MotherStyles: Using Personality Type to Discover Your Parenting Strengths. By Janet P. Penley with Diane Eble. Da Capo. $16.95.
The Working Gal’s Guide to Babyville. By Paige Hobey with Allison Nied, M.D. Da Capo. $15.95.
Advice-for-mothers books are a dime a dozen, and overpriced at that. Useful advice books for mothers are much rarer, and a bargain at 16 or 17 bucks. MotherStyles is more than a bargain: it’s a genuinely new and creative way to look at how you are likely to react and behave as a parent (it’s written for women but, in the main, will be just as useful for men). The subtitle explains what this is all about: “Personality Types” are defined through the well-known Myers-Briggs Type Indicator (MBTI), which assigns each person a four-letter sequence identifying his or her method of handling the world. Used – indeed, overused – in the working world, it has not before been applied to the world of raising children. But it makes intuitive sense to use it this way. After all, if the MBTI is accurate – there is some dispute about its precision, but it is generally accepted as a good guideline – then it reflects how you take in, process and use information throughout your life. And parenthood is emphatically part of your life.
An MBTI analysis assigns a person to one of 16 types. The way you get your energy is either Extraversion or Introversion. The information on which you focus is either Sensing or Intuition. You make judgments and decisions either by Thinking or Feeling. And you like the outside world structured through either Judging or Perceiving. These terms are technical, not intuitively understandable, but Janet Penley and Diane Eble give a good overview of what they mean, and help readers decide where they fit among the types. The book will be most useful for parents who have had a formal MBTI test, though it can be helpful even if you haven’t had one. The authors assign each personality type a name: ISTP is the “Give ‘Em Their Space” Mother, ESFJ is the “Happy Together” Mother, and so on. Then they show how each form of perception is likely to influence family relations. The discussions are plainspoken and well thought out; the suggestions are helpful (MBTI advocates will tell you that going “against type” is extremely difficult and rarely beneficial); and the assertion that there is no “best” mothering style – only differing ones – is extremely reassuring.
Reassuring in a different way, The Working Gal’s Guide to Babyville is also plainspoken, even chatty, as it moves breezily from preparing for maternity leave to returning to work – or deciding not to.

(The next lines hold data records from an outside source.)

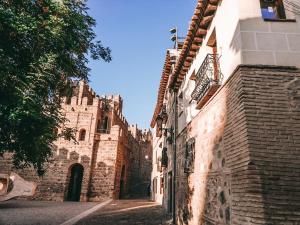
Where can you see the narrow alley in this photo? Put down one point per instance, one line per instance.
(131, 211)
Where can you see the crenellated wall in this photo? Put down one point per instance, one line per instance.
(106, 152)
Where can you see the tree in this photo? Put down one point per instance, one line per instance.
(44, 44)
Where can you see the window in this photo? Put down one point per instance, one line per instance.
(164, 160)
(82, 135)
(155, 185)
(189, 156)
(161, 185)
(103, 127)
(272, 9)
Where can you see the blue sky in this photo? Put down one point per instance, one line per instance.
(137, 31)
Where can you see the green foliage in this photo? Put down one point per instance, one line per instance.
(43, 45)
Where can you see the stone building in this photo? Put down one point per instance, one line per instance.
(106, 160)
(228, 116)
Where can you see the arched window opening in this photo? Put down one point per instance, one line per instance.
(75, 182)
(82, 134)
(105, 126)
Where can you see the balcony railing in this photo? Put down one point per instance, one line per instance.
(208, 80)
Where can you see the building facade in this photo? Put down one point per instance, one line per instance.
(105, 160)
(230, 102)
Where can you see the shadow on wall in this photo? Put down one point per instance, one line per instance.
(246, 135)
(245, 138)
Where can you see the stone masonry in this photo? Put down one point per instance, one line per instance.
(247, 161)
(109, 150)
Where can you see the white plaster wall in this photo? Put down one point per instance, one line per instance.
(268, 43)
(157, 152)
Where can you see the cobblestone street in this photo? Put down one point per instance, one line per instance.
(127, 212)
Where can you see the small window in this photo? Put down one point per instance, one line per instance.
(272, 9)
(82, 135)
(189, 156)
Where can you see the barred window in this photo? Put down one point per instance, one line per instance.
(272, 9)
(164, 160)
(190, 156)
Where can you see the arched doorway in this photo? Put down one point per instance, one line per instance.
(75, 183)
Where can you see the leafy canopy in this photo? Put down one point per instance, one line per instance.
(44, 44)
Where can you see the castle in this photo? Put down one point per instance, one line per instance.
(108, 158)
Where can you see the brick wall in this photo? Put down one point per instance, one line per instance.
(247, 159)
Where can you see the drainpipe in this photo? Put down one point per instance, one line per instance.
(175, 125)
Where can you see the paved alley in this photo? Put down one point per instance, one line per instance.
(127, 212)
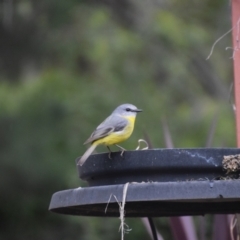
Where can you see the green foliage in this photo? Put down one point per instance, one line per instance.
(92, 63)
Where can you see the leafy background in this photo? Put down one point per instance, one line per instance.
(65, 65)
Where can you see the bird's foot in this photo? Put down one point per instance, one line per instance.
(123, 150)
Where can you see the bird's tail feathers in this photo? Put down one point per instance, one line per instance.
(86, 154)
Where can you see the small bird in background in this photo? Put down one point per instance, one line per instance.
(115, 129)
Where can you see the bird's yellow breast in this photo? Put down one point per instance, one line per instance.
(117, 137)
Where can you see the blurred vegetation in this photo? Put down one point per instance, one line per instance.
(65, 65)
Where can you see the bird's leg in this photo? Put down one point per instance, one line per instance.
(109, 154)
(123, 149)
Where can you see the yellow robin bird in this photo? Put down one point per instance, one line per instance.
(114, 129)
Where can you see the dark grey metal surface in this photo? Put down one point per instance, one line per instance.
(170, 182)
(152, 199)
(161, 165)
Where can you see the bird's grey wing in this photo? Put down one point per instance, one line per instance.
(100, 133)
(111, 124)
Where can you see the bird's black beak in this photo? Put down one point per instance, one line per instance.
(137, 110)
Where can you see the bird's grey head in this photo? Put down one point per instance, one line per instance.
(127, 110)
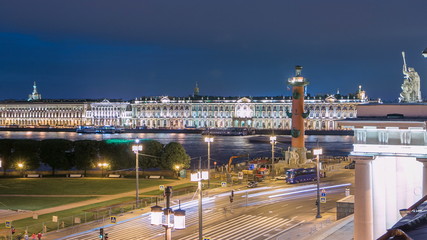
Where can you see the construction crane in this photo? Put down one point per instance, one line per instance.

From surviving newborn care to developing a baby’s intellectual curiosity, Page Hobey and pediatrician Allison Nied take working soon-to-be-mothers through practical suggestions, we’ve-all-been-there moments and lots of girl talk. For instance, what about sex after baby? “Let’s be honest here. The concept of breast feeding is really weird at first. …Suddenly [breasts] serve a purpose that is no longer decorative or sexual but utilitarian and practical.” How do you handle worries such as, “My significant other will be so horrified by my ballooning belly we won’t have sex again until we’re too old to care”? What are the pluses and minuses of returning to work – and if you want to return, what are the pluses and minuses of full-time, part-time, flextime and other work arrangements? These are real-world concerns, dealt with reasonably and with multiple options laid out. The examples of women who have taken various approaches to work and motherhood are not always helpful – everything seems a touch too buttoned-up, with not enough mentions of the inevitable chaos of raising a child – but the book as a whole is a useful compendium of ideas, suggestions, and old-fashioned reassuring pats on the back to reassure women whose work focus has undergone, of necessity, a genuine paradigm shift.